MD “In zowel The Truffle Hunters als Honeyland gaat het om ogenschijnlijk simpele maar toch heel rijke levens. Geen van de mensen die we filmden heeft ooit iets van ons gevraagd. We filmden eens in de drie weken, tussendoor gingen we naar huis. Dat ging zo drie jaar lang. In al die tijd heeft niemand ons gevraagd iets voor ze mee te nemen. Ze hebben simpelweg niet het gevoel dat ze iets missen. Hun leven draait om rituelen: vroeg opstaan, het land bewerken, druiven plukken, kastanjes rapen. Ze hebben genoeg om handen. Als wij aankwamen met onze filmapparatuur rolden ze met hun ogen. Dat heeft ook onze manier van filmen gedicteerd. Wij stelden de apparatuur op en observeerden. Zij waren veel te druk om met ons bezig te zijn.”

Hoewel het een hechte gemeenschap is met decennialange vriendschappen, vertellen de jagers elkaar niet óf en wáár ze truffels hebben gevonden.
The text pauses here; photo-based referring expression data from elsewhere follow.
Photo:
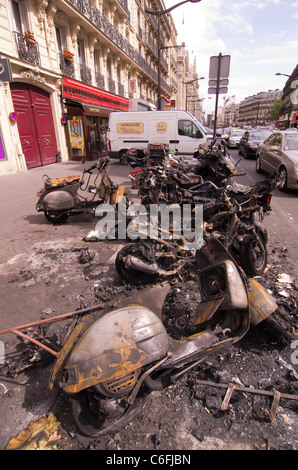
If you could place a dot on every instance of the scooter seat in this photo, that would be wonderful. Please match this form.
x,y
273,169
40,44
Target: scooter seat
x,y
60,182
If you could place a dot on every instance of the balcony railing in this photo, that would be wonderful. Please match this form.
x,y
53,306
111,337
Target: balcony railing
x,y
120,89
27,51
86,76
89,11
112,85
66,67
100,80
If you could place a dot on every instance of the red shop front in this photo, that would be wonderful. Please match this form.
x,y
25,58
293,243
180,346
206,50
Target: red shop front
x,y
87,117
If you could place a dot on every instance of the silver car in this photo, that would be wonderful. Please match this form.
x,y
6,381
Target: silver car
x,y
279,154
235,137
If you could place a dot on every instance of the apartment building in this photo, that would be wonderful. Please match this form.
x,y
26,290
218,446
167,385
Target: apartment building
x,y
72,63
255,110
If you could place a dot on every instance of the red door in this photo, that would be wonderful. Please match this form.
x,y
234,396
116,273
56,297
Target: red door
x,y
35,124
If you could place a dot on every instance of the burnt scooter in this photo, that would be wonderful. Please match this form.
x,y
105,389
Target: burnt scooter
x,y
62,197
136,354
115,354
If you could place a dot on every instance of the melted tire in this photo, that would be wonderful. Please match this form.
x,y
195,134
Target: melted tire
x,y
56,217
280,326
91,425
127,274
253,255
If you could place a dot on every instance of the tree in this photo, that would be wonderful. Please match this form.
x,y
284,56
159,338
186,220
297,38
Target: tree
x,y
276,110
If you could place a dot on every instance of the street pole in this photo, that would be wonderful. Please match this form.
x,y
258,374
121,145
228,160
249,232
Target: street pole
x,y
217,94
159,14
158,65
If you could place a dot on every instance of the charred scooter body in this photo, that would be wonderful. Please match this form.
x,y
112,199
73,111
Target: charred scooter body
x,y
62,197
109,358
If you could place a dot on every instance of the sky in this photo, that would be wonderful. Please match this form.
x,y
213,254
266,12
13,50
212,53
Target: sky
x,y
261,37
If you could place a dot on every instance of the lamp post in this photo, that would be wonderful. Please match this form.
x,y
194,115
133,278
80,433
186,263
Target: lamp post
x,y
187,83
284,74
159,14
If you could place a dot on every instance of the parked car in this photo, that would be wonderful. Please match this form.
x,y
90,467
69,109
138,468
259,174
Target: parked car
x,y
279,154
250,141
234,137
225,134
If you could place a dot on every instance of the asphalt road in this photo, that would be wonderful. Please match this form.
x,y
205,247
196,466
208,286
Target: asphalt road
x,y
282,222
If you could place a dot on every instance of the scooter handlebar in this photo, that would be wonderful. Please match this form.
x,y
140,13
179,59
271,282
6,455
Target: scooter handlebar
x,y
98,165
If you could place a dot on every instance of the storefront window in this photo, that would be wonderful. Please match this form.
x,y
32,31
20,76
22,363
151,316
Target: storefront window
x,y
76,136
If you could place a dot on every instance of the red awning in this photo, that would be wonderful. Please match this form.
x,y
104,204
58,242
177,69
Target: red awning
x,y
78,91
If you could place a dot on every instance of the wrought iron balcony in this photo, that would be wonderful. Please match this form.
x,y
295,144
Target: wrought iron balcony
x,y
89,11
120,89
112,85
67,67
27,51
100,80
86,76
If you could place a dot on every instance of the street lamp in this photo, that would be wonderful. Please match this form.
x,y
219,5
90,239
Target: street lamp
x,y
159,14
284,74
187,83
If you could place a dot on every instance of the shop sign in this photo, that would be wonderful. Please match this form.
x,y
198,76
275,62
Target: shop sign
x,y
75,128
82,93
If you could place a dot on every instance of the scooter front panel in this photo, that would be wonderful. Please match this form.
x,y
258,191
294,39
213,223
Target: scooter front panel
x,y
122,341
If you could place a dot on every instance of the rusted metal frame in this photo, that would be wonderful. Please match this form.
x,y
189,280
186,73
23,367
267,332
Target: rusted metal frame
x,y
28,326
33,340
276,395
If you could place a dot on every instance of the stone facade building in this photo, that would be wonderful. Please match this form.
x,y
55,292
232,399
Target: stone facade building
x,y
255,110
72,63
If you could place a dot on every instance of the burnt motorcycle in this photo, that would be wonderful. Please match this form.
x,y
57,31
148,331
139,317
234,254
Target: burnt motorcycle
x,y
113,355
136,354
232,213
74,195
235,218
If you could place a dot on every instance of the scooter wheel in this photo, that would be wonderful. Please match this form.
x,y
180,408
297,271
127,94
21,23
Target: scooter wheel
x,y
56,217
127,274
91,424
253,255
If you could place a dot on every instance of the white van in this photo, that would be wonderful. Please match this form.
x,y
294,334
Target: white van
x,y
180,129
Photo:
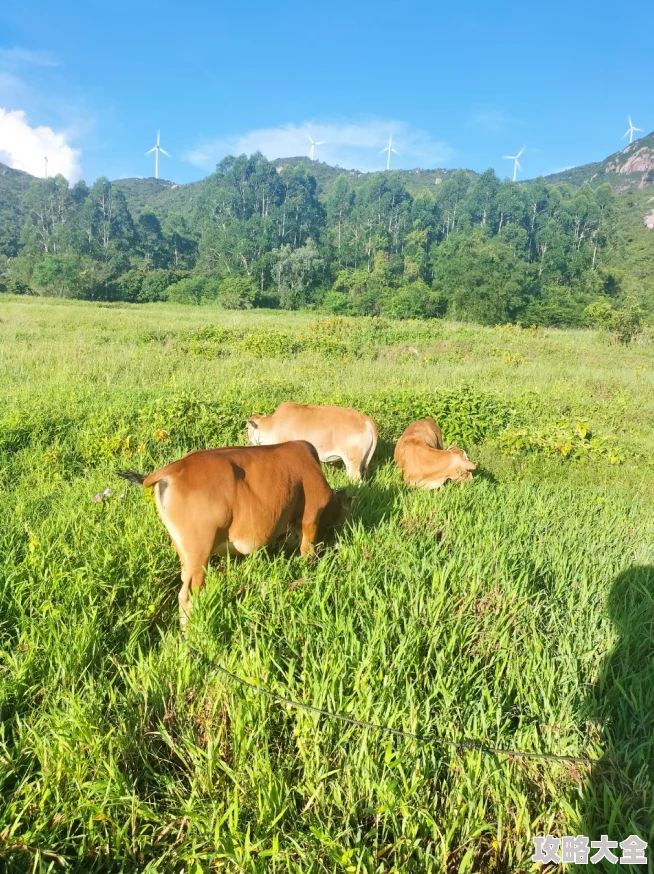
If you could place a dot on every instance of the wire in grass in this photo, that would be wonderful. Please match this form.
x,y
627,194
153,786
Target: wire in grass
x,y
426,739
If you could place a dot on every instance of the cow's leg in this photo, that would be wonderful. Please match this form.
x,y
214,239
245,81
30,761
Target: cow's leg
x,y
309,534
194,563
353,465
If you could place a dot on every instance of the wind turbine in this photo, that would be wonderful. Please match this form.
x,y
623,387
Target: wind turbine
x,y
389,148
514,158
156,149
314,144
631,130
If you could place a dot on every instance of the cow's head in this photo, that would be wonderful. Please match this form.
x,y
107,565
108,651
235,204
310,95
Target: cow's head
x,y
253,430
463,465
336,513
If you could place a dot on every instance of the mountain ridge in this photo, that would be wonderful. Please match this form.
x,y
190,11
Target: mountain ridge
x,y
627,169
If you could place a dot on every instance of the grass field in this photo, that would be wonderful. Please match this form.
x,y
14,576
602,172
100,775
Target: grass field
x,y
517,610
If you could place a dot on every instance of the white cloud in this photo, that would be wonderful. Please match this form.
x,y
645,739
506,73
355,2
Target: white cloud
x,y
24,147
14,57
350,145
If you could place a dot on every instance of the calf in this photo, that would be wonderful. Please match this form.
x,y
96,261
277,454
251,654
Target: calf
x,y
336,432
423,461
238,500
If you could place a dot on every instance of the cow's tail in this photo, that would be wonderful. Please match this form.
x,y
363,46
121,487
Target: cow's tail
x,y
372,432
145,480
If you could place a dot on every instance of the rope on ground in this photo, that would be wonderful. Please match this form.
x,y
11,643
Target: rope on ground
x,y
429,739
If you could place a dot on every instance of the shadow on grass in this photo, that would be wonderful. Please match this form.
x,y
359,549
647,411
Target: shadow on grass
x,y
618,798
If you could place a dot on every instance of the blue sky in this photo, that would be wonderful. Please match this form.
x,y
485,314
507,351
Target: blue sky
x,y
458,85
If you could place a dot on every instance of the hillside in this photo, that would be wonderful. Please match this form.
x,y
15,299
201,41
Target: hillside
x,y
626,242
159,195
12,185
630,168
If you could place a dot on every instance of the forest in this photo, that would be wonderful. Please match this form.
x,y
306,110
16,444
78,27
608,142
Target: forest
x,y
475,248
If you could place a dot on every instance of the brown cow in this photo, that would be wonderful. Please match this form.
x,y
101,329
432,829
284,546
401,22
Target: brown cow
x,y
336,432
423,461
237,500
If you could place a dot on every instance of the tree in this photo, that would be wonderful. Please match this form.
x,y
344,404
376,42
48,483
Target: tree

Hoe hebben jullie het voor elkaar gekregen dat te mogen filmen? GK, lachend “Zelfs na drie jaar filmen zijn we er niet van overtuigd dat ze ons naar hun echt goede plekken hebben gebracht.”
MD “We kregen waarschijnlijk de tweederangs vindplaatsen, en zelfs die pas nadat ze ons een paar keer hadden rondgereden om er zeker van te zijn dat we niet wisten waar we waren.”
GK “Het heeft ons niet voor niets drie jaar gekost de film te maken. Alles ging organisch, als een langzame dans. Het eerste jaar hebben we nauwelijks gefilmd. Het kost tijd om die wereld in kaart te brengen en wederzijds vertrouwen op te bouwen. Als we al filmden, dan was het een shot per dag en was het maar de vraag of daar iets bruikbaars bij zat. Elke scène is maar een stukje van een veel langere take. We stelden onze apparatuur op als het weer er goed voor was, of als een gesprek daar aanleiding toe gaf. Vervolgens draaiden we gewoon drie uur, wachtend op dat ene moment.”

In feite net zoals de truffeljagers elke dag op pad gaan en niet weten of ze met goud thuiskomen. Iets tussen jagen en mediteren in. MD “Ja, die overeenkomst is er zeker. Onze enige zekerheid was lunchtijd, iedere dag om twaalf uur. Iedereen eet op hetzelfde tijdstip. Dat was onderdeel van hun ritueel.”
GK “En ook bij die lunches dachten we vaak: laten we de camera maar vast opstellen, voor het geval er iets interessants gebeurt.”